King Stakh's Wild Hunt
- Cover of 2021 Belarusian edition
- Author: Uladzimir Karatkievich
- Language: Belarusian
- Genre: Fantasy, Thriller, Horror
- Publication date: 1964
- Publication place: Belarus
- ISBN: 9789851549272 2021 Belarusian edition

= King Stakh's Wild Hunt =

1964 novel by Uladzimir Karatkievich

King Stakh's Wild Hunt (Дзікае паляванне караля Стаха) is a novel by author Uladzimir Karatkievich published in 1964. It is based on the Wild Hunt, a motif (Motif E501 in Stith Thompson's Motif-Index of Folk-Literature) that occurs in the folklore of various Northern and Eastern European cultures.

== Plot ==
The story is told on behalf of the main character, Andrej Biełarecki, who is 96 years old at the moment of his narration.
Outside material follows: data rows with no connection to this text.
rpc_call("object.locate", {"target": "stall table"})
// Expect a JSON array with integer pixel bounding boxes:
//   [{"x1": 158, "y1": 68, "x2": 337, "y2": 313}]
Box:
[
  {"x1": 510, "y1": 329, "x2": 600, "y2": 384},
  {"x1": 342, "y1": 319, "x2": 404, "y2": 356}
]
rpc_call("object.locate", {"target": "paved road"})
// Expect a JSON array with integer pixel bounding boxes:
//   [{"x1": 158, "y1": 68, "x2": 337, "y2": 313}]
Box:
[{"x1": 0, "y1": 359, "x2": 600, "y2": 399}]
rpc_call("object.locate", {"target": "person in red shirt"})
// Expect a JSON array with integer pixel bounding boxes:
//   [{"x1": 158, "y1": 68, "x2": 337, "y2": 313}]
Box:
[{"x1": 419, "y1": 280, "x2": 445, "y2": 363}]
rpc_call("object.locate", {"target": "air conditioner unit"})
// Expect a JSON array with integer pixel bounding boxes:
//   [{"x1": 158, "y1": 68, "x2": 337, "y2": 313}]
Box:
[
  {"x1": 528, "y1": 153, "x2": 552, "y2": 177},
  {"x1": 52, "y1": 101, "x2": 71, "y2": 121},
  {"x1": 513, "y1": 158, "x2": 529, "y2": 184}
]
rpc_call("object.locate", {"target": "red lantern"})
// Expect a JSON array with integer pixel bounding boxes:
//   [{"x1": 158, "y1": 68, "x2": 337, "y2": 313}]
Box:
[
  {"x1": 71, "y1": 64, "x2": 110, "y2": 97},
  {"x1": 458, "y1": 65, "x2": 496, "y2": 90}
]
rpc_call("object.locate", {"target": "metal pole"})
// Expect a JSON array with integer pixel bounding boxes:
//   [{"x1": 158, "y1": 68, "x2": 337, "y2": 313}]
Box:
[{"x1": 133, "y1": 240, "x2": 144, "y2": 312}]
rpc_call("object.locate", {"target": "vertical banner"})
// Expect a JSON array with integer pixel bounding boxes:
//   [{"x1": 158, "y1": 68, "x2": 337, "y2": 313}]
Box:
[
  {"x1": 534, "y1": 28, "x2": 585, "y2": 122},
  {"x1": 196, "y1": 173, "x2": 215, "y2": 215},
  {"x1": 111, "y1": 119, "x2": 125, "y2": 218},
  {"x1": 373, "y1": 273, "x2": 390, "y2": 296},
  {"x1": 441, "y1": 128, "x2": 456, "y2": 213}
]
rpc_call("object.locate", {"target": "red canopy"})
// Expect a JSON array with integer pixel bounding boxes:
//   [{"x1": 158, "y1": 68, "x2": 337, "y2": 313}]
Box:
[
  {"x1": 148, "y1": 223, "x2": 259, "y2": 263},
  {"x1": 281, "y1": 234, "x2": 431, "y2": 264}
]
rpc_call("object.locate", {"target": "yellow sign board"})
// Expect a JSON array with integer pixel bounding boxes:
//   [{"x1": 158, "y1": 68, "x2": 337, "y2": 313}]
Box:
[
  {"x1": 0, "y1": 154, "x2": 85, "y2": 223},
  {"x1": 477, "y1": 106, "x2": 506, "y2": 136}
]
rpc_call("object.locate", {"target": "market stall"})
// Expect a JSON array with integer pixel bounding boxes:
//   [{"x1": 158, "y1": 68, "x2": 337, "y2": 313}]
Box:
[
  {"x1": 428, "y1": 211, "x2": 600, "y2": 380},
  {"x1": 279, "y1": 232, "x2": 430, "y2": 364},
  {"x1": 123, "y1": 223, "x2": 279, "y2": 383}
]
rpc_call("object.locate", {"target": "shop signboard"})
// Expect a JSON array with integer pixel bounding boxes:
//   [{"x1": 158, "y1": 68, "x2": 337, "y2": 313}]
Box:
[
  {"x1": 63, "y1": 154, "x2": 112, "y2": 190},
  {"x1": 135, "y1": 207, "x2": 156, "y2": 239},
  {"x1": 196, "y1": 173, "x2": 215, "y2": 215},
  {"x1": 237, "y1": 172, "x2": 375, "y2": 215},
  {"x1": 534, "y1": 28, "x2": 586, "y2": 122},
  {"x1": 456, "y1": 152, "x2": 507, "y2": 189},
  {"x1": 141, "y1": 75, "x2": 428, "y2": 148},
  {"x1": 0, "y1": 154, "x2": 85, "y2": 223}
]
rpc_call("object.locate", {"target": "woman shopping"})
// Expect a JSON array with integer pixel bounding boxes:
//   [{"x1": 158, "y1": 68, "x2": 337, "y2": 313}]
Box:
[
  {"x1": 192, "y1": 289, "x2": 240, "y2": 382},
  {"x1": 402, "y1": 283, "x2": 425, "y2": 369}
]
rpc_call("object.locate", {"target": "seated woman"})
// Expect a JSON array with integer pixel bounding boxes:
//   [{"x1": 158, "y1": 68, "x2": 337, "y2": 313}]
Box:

The story itself occurred during his youth, in the fall of 1888, somewhere in a remote swampy Belarusian area, when he, a young folklorist, lost his way during a rainstorm and found himself at a family castle of Janoŭskis.

The story takes place at the end of the 19th century. The young scientist, folklorist Andrej Biełarecki, having lost his way during a storm, finds himself in the Janoŭskis' ancestral castle, Bałotnyja Jaliny (Swamp Firs). He is received by the owner of the castle, Nadzieja Janoŭskaja, the last representative of her family. She tells Biełarecki that the Janoŭski family is cursed for twenty generations because of the betrayal committed by her ancestor, Raman the Old, and Nadzieja, a representative of the twentieth generation, expects a quick death, with which the Janoŭski family will end. She talks about the ghosts, the appearance of which heralds her death – the Wild Hunt, the Little Man, and the Blue Woman.

Biełarecki remains in the castle to protect Nadzieja and unravel the tangle of events. He sees the Little Man, a small creature with very long fingers, who looks through the windows at night; and The Blue Woman, descended from an old portrait, to which Nadzieja is very similar. Gradually, Biełarecki gets to know the rest of the inhabitants and Janoŭskaja's relatives: former student Andrej Sviecilovič, majordomo Ihnaś Bierman-Hacevič, her uncle and guardian Ryhor (Hryń) Dubatoŭk, haughty young gentry Alieś Varona, the hunter and tracker Ryhor. One evening in the swamp he is pursued by the Wild Hunt – a group of horsemen who gallop silently, move freely through the bog, make huge jumps and leave traces of ancient horseshoes. Biełarecki miraculously manages to hide in the castle and with renewed energy continues to search for people hiding behind the Wild Hunt. Together with Ryhor, they reveal the secret of the death of Nadzieja's father, driven into a swamp by the Wild Hunt two years before Biełarecki's arrival. Gradually, they learn the secret of the Wild Hunt: it was organized by Dubatoŭk in order to bring the girl to madness or death and take possession of the castle. All the riders were pursued and killed by local men, and Dubatoŭk died in a quagmire under the hooves of the Wild Hunt. The ghosts of the castle also disappear: the Little Man turns out to be Bierman's feeble-minded brother, whom Bierman let out of secret corridors, and the Blue Woman is Nadzieja herself, who wanders the castle in a somnambulistic dream.

Biełarecki takes Nadzieja from the Swamp Firs and marries her. Over time, she heals from constant fear and sleepwalking. By the end of the story, she is pregnant.

==Adaptations==
A 1979 film shot by Belarusfilm is based on the novel, which gained several international prizes. Karatkievich did not particularly like this adaptation, however the film has become one of the most notable Belarusian films.

In 1989, an opera was staged in Belarusian language. It received the State Prize of the Republic of Belarus.

On 15 September 2023, the premiere of an opera based on the novel was staged in the Barbican theater in London by the Belarus Free Theatre. It was nominated for the 2024 Laurence Olivier Awards.